"Rien n'aura eu lieu que le lieu." Stephane Mallarmé
L'exposition personnelle Sans titre de Philippe Parreno au Gropius Bau Berlin n'a pas encore existé et n'existera peut-être jamais telle qu'elle est décrite ici. Cela ne veut pas dire que c'est moins réel. Certes, cette exposition a de nombreux modes d'existence différents qui, à ce jour, sont purement virtuels, un éventail de possibilités qui peuvent ou non devenir actuelles. À ce jour, l'exposition existe par différents dispositifs qui ont changé au fil du temps, y compris celui qui peut être expérimenté par les casques de réalité virtuelle. Pourtant, à l'heure actuelle, rien ne semble figé, l'avenir de l'exposition reste ouvert, et nous ne pouvons qu'imaginer ce que Parreno a l'intention de faire.
Exposition du 25 mai au 05 août 2018. Gropius Bau , Niederkirchnerstraße 7 - 10963 Berlin (Allemagne). Tél. +49 30 254860.
Il semble certain que d’anciennes œuvres réapparaîtront. Par exemple, une seiche, un animal qui apparaît souvent dans le travail de Parreno, sera la vedette de Anywhen, un film tourné en 2016, qui a été récemment entièrement réédité. Beaucoup de ces oeuvres passées qui peuvent réapparaître n'étaient jamais vraiment des oeuvres d'art au départ. Par exemple, le papier peint de la fleur précédemment vu comme un élément de fond dans l'ensemble du film de Parreno Marilyn (2012) se positionne au premier plan, devenant une oeuvre autonome couvrant un mur de la galerie. Les lucioles reviendront aussi: des centaines de dessins d'éclairs éclatent sur un grand écran LED puis disparaissent, leur durée de vie étant régie par des algorithmes complexes. Certes, ce va-et-vient de motifs anciens a quelque chose à voir avec la naissance, la mort et la renaissance. Quand (ou si) ces œuvres anciennes se rencontrent, seul le temps dira comment elles vont s'entendre. Vont-elles résonner? Quelles nouvelles réalités pourraient en émerger?

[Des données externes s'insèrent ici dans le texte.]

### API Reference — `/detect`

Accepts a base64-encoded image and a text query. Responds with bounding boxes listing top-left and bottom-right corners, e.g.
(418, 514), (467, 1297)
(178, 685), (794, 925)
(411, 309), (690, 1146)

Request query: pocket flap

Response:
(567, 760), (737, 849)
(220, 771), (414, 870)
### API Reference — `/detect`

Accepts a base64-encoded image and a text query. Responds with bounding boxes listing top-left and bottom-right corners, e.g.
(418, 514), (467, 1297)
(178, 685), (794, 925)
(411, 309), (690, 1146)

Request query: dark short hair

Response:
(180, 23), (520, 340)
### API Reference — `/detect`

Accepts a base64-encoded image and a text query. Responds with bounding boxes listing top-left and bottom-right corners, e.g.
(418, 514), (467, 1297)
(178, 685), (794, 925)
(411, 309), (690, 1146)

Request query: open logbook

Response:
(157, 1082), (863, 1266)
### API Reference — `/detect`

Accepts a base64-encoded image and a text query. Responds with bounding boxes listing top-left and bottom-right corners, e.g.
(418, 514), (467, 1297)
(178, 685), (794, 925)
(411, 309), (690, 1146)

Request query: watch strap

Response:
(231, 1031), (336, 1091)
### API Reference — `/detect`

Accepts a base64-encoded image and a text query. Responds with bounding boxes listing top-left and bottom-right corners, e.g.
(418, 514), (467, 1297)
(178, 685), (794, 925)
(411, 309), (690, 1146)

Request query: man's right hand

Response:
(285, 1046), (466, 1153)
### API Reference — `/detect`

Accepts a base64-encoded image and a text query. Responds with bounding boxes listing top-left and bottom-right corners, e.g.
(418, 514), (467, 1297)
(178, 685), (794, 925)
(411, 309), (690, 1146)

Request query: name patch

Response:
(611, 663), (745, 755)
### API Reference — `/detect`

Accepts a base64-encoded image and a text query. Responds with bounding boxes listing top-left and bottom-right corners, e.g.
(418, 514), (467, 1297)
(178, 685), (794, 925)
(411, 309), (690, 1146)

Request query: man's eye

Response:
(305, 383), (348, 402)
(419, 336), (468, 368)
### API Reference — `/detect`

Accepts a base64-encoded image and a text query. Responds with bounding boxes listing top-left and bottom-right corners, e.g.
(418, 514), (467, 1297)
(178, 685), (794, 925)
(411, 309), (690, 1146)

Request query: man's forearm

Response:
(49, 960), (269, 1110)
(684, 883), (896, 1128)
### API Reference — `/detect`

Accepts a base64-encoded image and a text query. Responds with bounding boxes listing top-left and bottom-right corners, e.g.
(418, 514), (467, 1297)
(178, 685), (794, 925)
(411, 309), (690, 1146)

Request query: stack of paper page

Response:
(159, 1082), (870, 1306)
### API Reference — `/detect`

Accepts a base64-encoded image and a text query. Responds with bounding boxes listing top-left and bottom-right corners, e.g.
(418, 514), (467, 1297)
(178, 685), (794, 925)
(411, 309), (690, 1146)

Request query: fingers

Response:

Les sensations de flottement et les intensités désincarnées affectent directement les corps des œuvres elles-mêmes et des visiteurs. Dans une pièce, trois tourbillons de vent différents conçus par des scientifiques guideront la circulation du poisson bulle sur un chemin élaboré. Ce parcours sera à son tour modifié de manière inattendue lorsque le poisson interagira avec les spectateurs. Des sons en direct, émanant de quelque part dans ou au-delà de la ville, couleront à l'intérieur et se propageront d'une pièce à l'autre. Ces sons referont surface dans le bassin réfléchissant de l'atrium lorsqu'ils seront transformés en motifs visuels de nénuphars. La lumière changera constamment dans les salles lors de la montée et la descente des stores automatiques selon un rythme régi par une autorité inconnue. Une autre zone sera baignée d'une lueur orange étrange qui évoque l'avenir fictif de notre soleil déclinant. Dans une autre pièce, la température changera radicalement. Est-ce juste notre imagination? Comment pouvons-nous ressentir ces intensités si elles n'ont pas encore été actualisées?
En parcourant l'exposition, on commence à avoir l'impression d'être entré dans une dimension non organisée selon nos coordonnées spatiales normales. C'est un espace intérieur, un paysage purement mental, un site animé par une logique paranoïaque. Dans une arrière-salle, se trouve un bioréacteur constitué d'un bécher dans lequel les micro-organismes se multiplient, mutent et s'adaptent à leur environnement. Connectées à des ordinateurs qui orchestrent les événements de l'exposition, ces bactéries développent une mémoire, une intelligence collective qui apprend les rythmes changeants du spectacle et évolue pour anticiper les variations futures. Comme les micro-organismes interagissent de manière persistante les uns avec les autres, et avec les événements contingents qui se déroulent dans le musée, leur circuit neuronal met en mouvement une mise en scène complexe non-déterministe, non linéaire. Ce cerveau extraterrestre dans une cuve devient le centre de contrôle vivant, le cerveau de l'exposition. Le processus de pensée du bioréacteur est imperceptible aux humains. Nous pouvons seulement imaginer ce qu'il a l'intention de faire.